Au café Le Florida, place du Capitole, la distance est aussi de rigueur mais l’émotion demeure en un lieu emblématique de la ville, très fréquenté et où je fis mes premières parties de flipper en tant que lycéen à l’école buissonnière il y a… plus de soixante ans.

Salle de réunion jadis fréquentée par des réfugiés espagnols puis par des militants étudiants, l’endroit doit son succès à sa situation et aussi à son atmosphère « Belle époque » avec miroirs peints au plomb par le nommé Bordieu pour l’ouverture du café en 1874.

Invité à y retrouver quelqu’un au cours d’un banquet, mon émotion fut redoublée lorsqu’on aborda le sujet de la fin de vie et du souci de ne pas « mal mourir » en France. La déléguée départementale de l’ADMD (Association pour le droit à mourir dans la dignité) confirma que dans le pays des droits de l’homme on n’a toujours pas le droit de choisir une fin digne et sans douleur. La loi, régulièrement revue pour calmer inquiétudes et aspirations de la grande majorité des gens, ne permet en effet qu’une mise en sédation profonde et prolongée.

Sachons que cela fait en quelque sorte mourir de faim et de soif. Et encore est-ce le corps médical qui décide l’acte et le moment, et non l’intéressé ! Il existe une possibilité que publie l’association : désigner par avance une « personne de confiance » et signer des « directives anticipées ». Mais le médecin peut s’y conformer… ou pas ! Soyons donc clairs, on n’a toujours pas le droit de décider et de régler sa propre mort. Ce tabou est des plus violents de notre culture, les charges d’associations ultras catholiques contre l’ADMD confirment : seul dieu décide de ma mort, si bien qu’un suicidé n’a pas droit aux obsèques religieuses…

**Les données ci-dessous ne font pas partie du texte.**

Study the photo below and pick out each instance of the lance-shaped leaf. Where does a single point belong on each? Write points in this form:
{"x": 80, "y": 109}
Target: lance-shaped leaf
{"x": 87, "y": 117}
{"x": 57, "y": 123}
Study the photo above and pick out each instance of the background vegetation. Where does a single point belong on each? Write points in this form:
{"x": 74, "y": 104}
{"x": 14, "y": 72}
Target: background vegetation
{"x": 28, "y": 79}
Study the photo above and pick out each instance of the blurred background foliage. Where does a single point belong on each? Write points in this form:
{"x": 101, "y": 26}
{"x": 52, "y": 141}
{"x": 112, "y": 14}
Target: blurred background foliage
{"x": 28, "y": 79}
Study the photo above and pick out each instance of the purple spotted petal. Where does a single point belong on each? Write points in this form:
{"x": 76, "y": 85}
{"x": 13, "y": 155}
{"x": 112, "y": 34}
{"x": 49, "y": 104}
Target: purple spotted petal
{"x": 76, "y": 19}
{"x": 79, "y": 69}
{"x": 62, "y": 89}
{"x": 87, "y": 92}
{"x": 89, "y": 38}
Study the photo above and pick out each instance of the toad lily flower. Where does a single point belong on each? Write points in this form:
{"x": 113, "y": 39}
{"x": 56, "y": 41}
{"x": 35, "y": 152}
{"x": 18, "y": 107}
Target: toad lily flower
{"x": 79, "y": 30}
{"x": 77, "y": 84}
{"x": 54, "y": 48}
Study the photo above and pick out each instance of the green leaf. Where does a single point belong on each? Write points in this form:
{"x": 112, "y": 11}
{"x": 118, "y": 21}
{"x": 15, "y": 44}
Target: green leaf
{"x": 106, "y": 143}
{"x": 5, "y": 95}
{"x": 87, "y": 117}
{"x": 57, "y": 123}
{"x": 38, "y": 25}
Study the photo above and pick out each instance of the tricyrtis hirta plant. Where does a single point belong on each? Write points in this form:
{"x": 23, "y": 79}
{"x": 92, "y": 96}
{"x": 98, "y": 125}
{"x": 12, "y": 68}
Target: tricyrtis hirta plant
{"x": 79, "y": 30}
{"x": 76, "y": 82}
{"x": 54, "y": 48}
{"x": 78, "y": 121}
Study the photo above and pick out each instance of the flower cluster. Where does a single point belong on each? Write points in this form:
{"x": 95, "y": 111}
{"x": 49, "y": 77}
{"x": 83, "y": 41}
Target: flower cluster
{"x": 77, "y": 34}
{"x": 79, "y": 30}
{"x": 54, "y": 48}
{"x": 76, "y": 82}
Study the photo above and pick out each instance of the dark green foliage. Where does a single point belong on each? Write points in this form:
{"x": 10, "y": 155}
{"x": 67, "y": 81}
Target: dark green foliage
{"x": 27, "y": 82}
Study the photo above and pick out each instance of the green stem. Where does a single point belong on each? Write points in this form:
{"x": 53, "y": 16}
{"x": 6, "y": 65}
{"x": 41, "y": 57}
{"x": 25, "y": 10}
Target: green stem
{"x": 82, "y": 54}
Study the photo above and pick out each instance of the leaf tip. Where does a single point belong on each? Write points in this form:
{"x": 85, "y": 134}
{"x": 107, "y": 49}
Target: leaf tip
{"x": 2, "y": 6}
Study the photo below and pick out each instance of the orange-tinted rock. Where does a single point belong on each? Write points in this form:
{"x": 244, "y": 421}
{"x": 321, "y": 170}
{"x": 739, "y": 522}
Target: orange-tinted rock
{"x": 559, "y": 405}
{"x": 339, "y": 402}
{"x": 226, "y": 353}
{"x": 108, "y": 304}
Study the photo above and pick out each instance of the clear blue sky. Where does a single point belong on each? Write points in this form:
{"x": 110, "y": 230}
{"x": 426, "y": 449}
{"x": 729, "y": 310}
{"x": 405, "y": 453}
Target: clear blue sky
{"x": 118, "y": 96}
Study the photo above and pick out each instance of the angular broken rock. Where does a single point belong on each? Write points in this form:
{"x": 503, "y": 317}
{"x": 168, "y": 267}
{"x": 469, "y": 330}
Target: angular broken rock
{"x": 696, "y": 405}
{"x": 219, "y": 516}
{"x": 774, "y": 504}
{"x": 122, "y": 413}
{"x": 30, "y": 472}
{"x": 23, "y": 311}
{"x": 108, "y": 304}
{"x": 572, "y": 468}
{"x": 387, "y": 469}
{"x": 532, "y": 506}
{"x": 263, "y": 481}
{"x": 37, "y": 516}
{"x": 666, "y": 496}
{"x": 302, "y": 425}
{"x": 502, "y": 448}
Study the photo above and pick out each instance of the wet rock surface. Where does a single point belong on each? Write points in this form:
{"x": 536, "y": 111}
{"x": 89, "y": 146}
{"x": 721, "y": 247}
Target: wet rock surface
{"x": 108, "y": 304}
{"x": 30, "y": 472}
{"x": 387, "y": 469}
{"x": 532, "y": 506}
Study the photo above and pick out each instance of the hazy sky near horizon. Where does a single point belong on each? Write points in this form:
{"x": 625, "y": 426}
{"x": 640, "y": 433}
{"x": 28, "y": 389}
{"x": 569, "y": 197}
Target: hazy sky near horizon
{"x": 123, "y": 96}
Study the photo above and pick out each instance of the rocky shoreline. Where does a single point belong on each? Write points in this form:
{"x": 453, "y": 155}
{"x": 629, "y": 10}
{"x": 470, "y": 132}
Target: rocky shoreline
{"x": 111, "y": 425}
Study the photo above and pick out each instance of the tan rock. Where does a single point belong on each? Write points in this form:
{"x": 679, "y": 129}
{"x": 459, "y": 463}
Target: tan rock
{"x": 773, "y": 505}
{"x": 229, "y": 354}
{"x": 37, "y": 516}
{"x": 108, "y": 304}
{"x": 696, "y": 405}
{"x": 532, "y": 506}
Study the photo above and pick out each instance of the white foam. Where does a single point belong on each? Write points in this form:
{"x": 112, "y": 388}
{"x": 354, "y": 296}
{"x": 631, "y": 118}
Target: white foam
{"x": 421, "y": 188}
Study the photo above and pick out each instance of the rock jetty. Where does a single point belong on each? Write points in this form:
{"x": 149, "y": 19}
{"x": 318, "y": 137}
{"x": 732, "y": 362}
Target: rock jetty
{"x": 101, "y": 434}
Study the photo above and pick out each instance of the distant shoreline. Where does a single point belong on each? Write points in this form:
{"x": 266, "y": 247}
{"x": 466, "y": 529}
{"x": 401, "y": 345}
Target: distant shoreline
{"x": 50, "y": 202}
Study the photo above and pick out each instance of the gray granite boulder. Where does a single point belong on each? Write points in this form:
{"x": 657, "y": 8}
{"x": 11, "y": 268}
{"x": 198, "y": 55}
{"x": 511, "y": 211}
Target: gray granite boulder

Que l’on est loin du banquet antique ou le philosophe boit de son propre chef un bouillon de ciguë parce qu’il juge devoir mettre lui-même fin à ses jours ! Nicolas Bedos dénonce la loi Leonetti, qui exclut l’acharnement thérapeutique mais condamne l’euthanasie dite active. «Quant à la prise en charge des patients en fin de vie, nos courageux soignants méritent une formation psychologique afin que ceux qui s’en vont emportent avec eux des souvenirs de douceur, de respect et rien d’autre », poursuit le réalisateur de La Belle époque.

On a entendu parler d’Alain Cocq, atteint d’une maladie dégénérative orpheline, dont Emmanuel Macron a décliné la demande de bénéficier d’un sédatif pour mourir. Le président a rappelé ne pas être «au-dessus des lois». Ces lois, il appartient donc au peuple de demander à les changer. Si la terreur médiatique propagée au temps de la covid lui laisse encore son libre arbitre…
Ce combat pour le droit à sa propre mort rappelle le long combat pour le droit à l’avortement qui aboutit en France quand Simone Weil fit voter l’assemblée. En repassant dans ce bistrot qui abrite fréquemment des réunions humanistes, je me prends à songer, tout en contemplant au plafond la verrière décorée de plantes et fleurs. Comment meurt-on aujourd’hui en soins intensifs, dans le coma ou pas, sous autorité de qui, sans accompagnement familial ? Est-ce un fait de « progrès » et d’humanité que cela ?

Je me souviens comme la compagne d’un ami me transmit une demande d’aide pour son compagnon en fin de vie, lequel n’avait même pas accès aux soins palliatifs dans un hôpital du Sud trop plein. Et je me souviens de mon sentiment de totale impuissance, à la fois douloureux et source de colère.

Pour le sourire, fuir l’idée de la mort me rappelle la chanson de Jean Ferrat : « Une femme honnête n’a pas de plaisir », qui, on l’imagine, éteint la lumière afin de ne pas voir ce qu’elle s’interdit, tout en le pratiquant ! Curieuse logique de vivre en évitant de penser à la fin…

Opposer un obstacle aux Lumières, c’est la définition de l’obscurantisme. Pourtant, « Philosopher, c’est apprendre à mourir », assurait Montaigne. Cette phrase qui résumerait sa philosophie est perçue comme pessimiste et macabre, alors que Montaigne est le philosophe de la joie de vivre et de l’humanisme, portant l’amour de la vie et de la jouissance à son paroxysme.

Faut-il vraiment se cacher que le chemin a une fin pour jouir du trajet ? Oublier le but et l’origine, c’est circuler ainsi que les « Voyageurs de l’impériale » sur une diligence dont Aragon conte dans le roman éponyme qu’ils ne voient pas la route, allant dans la vie en aveugles.

Hélas, on ne voit guère ce que la cécité peut apporter au bonheur.